Rosa y Albert, Albert y Rosa, dos relatos muy distintos de un crimen en el que ambos constan como acusados de asesinato.

Rosa se defiende diciendo que Albert está obsesionado con ella. Los dos mantuvieron una relación tortuosa mientras Rosa estaba también con su exmarido y con Pedro, la víctima de este complicado relato. En su declaración, Rosa dice que Albert entró en su casa con un hacha y asesinó a su pareja. Luego, asegura, la amenazó para encubrir el crimen juntos y deshacerse del cuerpo.

No solo eso. Para reforzar su relato y dibujar a un Albert violento, Rosa ha aprovechado para reabrir una causa cerrada contra él. Ambos estuvieron en un operativo que terminó con la muerte de un vagabundo.

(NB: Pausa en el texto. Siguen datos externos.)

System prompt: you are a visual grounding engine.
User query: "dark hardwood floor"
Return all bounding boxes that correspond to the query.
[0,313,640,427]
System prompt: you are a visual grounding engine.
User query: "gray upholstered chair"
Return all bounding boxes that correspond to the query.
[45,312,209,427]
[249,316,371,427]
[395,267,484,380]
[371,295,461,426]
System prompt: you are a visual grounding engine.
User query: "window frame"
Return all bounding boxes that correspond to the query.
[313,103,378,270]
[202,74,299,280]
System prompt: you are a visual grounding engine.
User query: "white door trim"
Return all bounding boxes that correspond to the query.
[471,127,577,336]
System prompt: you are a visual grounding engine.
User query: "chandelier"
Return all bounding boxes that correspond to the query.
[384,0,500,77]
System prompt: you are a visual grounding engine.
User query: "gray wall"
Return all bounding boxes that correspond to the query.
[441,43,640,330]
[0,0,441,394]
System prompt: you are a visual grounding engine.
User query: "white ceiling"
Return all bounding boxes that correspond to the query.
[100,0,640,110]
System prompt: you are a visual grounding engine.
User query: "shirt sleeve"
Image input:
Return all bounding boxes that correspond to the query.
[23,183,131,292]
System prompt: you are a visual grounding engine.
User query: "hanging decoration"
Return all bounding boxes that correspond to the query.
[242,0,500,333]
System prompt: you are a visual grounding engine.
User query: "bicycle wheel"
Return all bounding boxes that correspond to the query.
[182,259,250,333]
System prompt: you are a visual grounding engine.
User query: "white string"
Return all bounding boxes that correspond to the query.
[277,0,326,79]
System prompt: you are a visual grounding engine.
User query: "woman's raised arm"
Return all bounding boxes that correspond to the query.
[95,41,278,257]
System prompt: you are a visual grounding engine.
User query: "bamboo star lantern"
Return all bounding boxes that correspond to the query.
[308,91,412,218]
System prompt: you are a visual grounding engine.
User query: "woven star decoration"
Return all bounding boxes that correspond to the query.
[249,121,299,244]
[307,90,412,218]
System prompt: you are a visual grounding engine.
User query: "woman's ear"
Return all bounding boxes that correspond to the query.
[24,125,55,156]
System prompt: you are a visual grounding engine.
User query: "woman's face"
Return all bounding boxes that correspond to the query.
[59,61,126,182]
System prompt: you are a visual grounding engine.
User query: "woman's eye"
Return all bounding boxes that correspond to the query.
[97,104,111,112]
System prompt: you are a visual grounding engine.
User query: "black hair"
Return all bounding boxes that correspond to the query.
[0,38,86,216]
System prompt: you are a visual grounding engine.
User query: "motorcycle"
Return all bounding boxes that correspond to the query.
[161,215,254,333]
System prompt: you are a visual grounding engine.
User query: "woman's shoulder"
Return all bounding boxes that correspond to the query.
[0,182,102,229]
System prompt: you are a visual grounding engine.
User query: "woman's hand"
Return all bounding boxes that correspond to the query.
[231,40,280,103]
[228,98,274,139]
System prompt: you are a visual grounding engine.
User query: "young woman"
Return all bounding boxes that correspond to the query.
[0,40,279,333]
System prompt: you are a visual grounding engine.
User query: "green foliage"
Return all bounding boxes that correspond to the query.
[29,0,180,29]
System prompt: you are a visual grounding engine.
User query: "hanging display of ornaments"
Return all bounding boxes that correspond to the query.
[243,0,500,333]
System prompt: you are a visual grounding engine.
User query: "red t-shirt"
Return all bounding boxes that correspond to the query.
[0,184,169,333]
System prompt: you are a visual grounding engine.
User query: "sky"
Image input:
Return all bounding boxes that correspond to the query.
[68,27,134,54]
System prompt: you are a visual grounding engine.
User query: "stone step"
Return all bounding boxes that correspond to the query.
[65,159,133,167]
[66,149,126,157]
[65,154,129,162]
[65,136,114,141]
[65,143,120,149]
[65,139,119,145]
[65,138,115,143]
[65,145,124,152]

Bien distinta es la versión del otro acusado. Albert admite que ambos tuvieron algún encuentro amoroso, pero se despega sentimentalmente de Rosa. Supuestamente le manipulaba y le hizo saber que no estaba contenta con Pedro. Así que el día de autos le llamó a su casa para invitarle a comer y le enseñó el cuerpo sin vida de su pareja. Afirma que Rosa le coaccionó para que entre ambos prendieran fuego al coche.

La jueza se encuentra ante dos relatos radicalmente opuestos. Lo que nadie duda es que ambos jugaron un papel clave en el asesinato.